Music | The Lost Tapes of Can

Jim Morphy mulls over a new 3CD boxset from German experimental rock pioneers Can in his review of their The Lost Tapes.

Can’s keyboard player Irmin Schmidt says The Lost Tapes isn’t like the band’s albums, ‘which were always aiming at the masterpiece’. Rather, this 3CD box-set ‘is just more the process of doing, showing how pieces were developed, about the atmosphere of creating’.

And, without doubt, this collection of previously-unreleased studio jams, works-in-progress, film soundtracks and live material is a godsend for those wanting to look under the bonnet of Can – surely one of the most innovative and influential rock bands of the last 50 years.

However, it would be wrong to dismiss The Lost Tapes simply as a curiosity for Krautrock obsessives. For the very nature of Can’s modus operandi – mammoth rehearsal sessions, improvisation, reworking old pieces, splicing fragments together – means a sprawling box-set gives an ideal picture of the band. This is Can. And whatever the intention when these efforts were recorded, what we get is most certainly a work of bona-fide genius, with masterpieces within.

Can formed 44 years ago in Cologne, West Germany. A group made up of classical music students, a free jazz drummer, and changing, but always eccentric, improvising vocalists, Can were, to quote Sonic Youth’s Thurston Moore, a rock group coming from a place completely outside of rock. Their immense importance to modern popular music is beyond question.

The Lost Tapes (3CD Box-set) Can review
The Lost Tapes (3CD Box-set)
Can
Spoon / Mute

Listing bands influenced by them – such as Radiohead, The Fall and, er, Kasabian – seems somewhat inadequate. Better to name entire genres that owe something to their sound: post-rock, electronica, ambient and post-punk, for a few.

During their ‘spontaneous composition’ studio sessions, Can taped everything, believing inspiration could come at any point. Dross would get recorded over. Some music would get picked up for whatever record was being made at the time. Other tracks and fragments would get filed away, saved for possible future use.

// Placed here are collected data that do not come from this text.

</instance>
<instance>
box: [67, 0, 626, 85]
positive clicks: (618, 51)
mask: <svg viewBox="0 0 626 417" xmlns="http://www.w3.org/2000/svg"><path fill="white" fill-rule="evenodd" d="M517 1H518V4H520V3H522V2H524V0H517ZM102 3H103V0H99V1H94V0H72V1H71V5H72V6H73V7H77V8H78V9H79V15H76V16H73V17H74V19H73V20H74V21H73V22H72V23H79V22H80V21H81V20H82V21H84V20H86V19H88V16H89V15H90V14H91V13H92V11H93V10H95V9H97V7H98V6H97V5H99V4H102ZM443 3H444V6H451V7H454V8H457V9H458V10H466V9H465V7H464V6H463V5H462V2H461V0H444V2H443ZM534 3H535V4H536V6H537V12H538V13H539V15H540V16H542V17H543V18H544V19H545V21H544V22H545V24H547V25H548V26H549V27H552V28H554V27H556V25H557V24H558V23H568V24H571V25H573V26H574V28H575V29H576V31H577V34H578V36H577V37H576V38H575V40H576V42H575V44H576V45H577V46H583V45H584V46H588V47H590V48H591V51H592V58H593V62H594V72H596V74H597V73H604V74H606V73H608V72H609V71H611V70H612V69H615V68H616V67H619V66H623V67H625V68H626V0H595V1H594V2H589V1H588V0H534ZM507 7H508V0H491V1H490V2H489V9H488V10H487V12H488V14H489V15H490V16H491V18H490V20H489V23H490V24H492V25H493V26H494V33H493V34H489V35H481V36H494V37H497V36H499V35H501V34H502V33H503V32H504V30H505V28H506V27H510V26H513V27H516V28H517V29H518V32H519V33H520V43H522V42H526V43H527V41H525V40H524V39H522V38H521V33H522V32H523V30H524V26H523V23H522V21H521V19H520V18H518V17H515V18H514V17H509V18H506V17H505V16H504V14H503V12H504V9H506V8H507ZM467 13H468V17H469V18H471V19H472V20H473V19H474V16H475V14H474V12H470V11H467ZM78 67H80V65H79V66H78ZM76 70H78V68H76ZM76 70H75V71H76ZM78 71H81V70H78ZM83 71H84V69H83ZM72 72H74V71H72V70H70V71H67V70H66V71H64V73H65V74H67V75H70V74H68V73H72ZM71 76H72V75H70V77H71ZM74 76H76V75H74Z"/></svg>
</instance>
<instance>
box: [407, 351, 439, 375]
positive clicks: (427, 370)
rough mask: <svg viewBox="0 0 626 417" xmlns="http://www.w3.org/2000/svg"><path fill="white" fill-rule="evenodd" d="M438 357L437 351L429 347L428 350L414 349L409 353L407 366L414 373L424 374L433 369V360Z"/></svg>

The 50 hours of music spanning 1968 to 1977 hoarded away in studio cupboards was the starting point for The Lost Tapes. Schmidt found three hours he deemed worthy of releasing to the world (the remaining 47 becoming the new Holy Grail).

Standout tracks are everywhere. The 17-minute ‘Graublau‘, originally created for a film, serves as a grand tour of the last 50 years of alternative music, taking in contemporaries Faust, stopping by PiL, and even The Avalanches, and ending up somewhere in the vicinity of Kieran Hebdan.

‘Millionenspiel’ is a sharp, urgent track that kicks off the whole affair. The stunning ‘Bubble Rap’ is a scuzzy, throbbing beast of a tune, with busker-turned-singing-legend Damo Suzuki leading from the front. The beautiful ‘Oscura Primavera’ reminds us that sometimes Can ‘were just plain nice’, if only ‘for obscure reasons’, as Schmidt says. It brings Mogwai doing their quiet thing to mind.

‘Dead Pigeon Suite’ brings together more soundtrack work in an ingeniously cut together piece – part electronica, part fairytale, part funk. ‘Deadly Doris’ is an uptempo gem – the type to get even ATP shoegazers jumping. ‘Messer, Scissors, Fork and Light’ is, simply, a colossus.

The fast and loose ‘Waiting For The Streetcar’ is perhaps the litmus test of the album: enjoy eight minutes of Malcolm Mooney’s non-stop chanting of the title phrase and you can count yourself a true Can-head. Disapprove, and you might as well wander off elsewhere – Heart FM, perhaps.

Thrown in for good measure, we get interpretations of established classics ‘Mother Sky’, ‘Spoon’ and ‘Mushroom’. The first is based around a fragment we know from the version on the Soundtracks record (indeed, a joy of this box-set is in hearing snippets we half-recognise from album tracks). We get lengthy and meandering concert recordings of the second and third, showcasing the band’s skills for live improvisation.

The range of Can’s influences and kindred spirits is hugely apparent, often within the same song. The band members’ knowledge of classical music, jazz and African drumming rhythms shines through. Other times, we’re not too far from The Velvet Underground, Hendrix, Zappa, or James Brown.

No doubt, many will find much of this box-set wilfully self-indulgent, most likely during songs such as ‘The Agreement’, ‘Blind Mirror Surf’ and ‘True Story’. But even in that work we see a template for what is today being passed off as cutting edge noise-art. Some of the more intensive excursions into prog-rock will also not be to everyone’s tastes.

Serious plaudits must go to Schmidt and his son-in-law, sound engineer, Jono Podmore, for bringing these disparate fragments together into a coherent record. This is a box-set that not only does justice to the brilliance of Can, but that shows that Can got pretty much everywhere first. It is a truly staggering release. Enjoy, and behold.